Перед каждым из нас стоят две задачи: так называемая маскулинная и так называемая фемининная. Если в нашем представлении возникают слишком буквальные образы таких задач, мы можем оказаться в двух ловушках сразу: либо в ловушке подражания, либо в ловушке подросткового мятежа. Если мы увидим в них двойственное воплощение формы и динамики жизни, то получим гигантское ощущение стоящей перед нами архетипи-ческой задачи. Нам приходится одновременно быть и делать; то есть воспитывать и определять; то есть оставаться дома и отправляться в странствие. Если исторически эти энергии и эти задачи имели половое разграничение, то каждый человек испытывал страдания вследствие подавления какой-то жизненно важной части его личности. И даже сейчас людям, которые живут в эпоху деконструктивизма и могут видеть приметы данного пространства и времени независимо от такой категории, как пол, -приходится решать древние задачи, проживая их во вневременной размерности.

Вместе с тем мы должны признать силу этих мини-мифологий, которые Юнг назвал комплексами, кластерами эмоциональной энергии, интерпретациями, ценностными системами, временными идентичностями, рефлекторными стратегиями, – все они, вместе взятые, создают мощную связь человека с прошлым. В той мере, в которой человек интериоризирует восприятие родной матери и родного отца, он обладает и склонностью к обобщению через поведение и установку. Все мы страдаем от заблуждений, связанных с сверхобобщением, ошибочно принимая наше мощное формирующее ощущение за ощущение целостности, и в силу своей предрасположенности впоследствии стремимся найти ему подтверждение в последующем опыте.

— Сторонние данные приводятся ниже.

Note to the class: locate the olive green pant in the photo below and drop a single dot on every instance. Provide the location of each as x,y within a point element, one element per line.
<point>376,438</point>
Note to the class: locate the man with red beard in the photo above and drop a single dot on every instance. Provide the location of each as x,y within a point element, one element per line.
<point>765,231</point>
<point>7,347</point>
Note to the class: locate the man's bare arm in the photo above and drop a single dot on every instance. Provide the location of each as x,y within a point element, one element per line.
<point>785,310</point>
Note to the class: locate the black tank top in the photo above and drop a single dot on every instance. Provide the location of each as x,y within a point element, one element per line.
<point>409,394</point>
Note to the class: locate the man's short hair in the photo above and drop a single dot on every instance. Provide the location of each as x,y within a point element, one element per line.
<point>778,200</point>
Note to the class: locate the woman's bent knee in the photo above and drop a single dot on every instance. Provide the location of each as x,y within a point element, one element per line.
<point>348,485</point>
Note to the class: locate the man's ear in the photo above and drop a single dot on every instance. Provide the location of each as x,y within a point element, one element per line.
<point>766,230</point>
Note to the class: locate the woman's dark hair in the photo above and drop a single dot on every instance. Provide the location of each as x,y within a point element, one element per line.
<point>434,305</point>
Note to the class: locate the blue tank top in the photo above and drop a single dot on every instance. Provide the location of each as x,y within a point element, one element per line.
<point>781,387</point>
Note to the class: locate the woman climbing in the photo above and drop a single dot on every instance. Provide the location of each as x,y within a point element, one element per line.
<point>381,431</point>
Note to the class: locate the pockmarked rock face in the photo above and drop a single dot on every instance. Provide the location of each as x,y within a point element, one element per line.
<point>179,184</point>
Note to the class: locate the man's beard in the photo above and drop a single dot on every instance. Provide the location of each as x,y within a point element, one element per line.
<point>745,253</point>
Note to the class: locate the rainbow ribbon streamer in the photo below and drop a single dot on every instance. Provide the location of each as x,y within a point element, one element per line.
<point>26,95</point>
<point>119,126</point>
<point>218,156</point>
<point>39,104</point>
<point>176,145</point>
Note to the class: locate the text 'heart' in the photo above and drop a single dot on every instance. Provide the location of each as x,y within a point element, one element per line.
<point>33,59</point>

Мы настолько мало знаем, что воспроизводим эти повторения вследствие отщепленной мифологии, которую представляет собой каждый комплекс. Мы слишком мало знаем о том, что находимся во власти бессознательных вымыслов, то есть конструктов, которые скорее являются производными, чем порождением каждого уникального переживания, которое дает нам жизнь. Создать карту индивидуальной человеческой психологии – значит заняться мифографологией, изображая различные сценарии, которые воплощает каждый фрагмент целого. Наша жизнь все время работает на мифологию, даже если мы этого не осознаем. В паттернах и фантазиях повседневной жизни мы отыгрываем многогранность форм – образов ребенка, отца, матери, а также отношений между ними.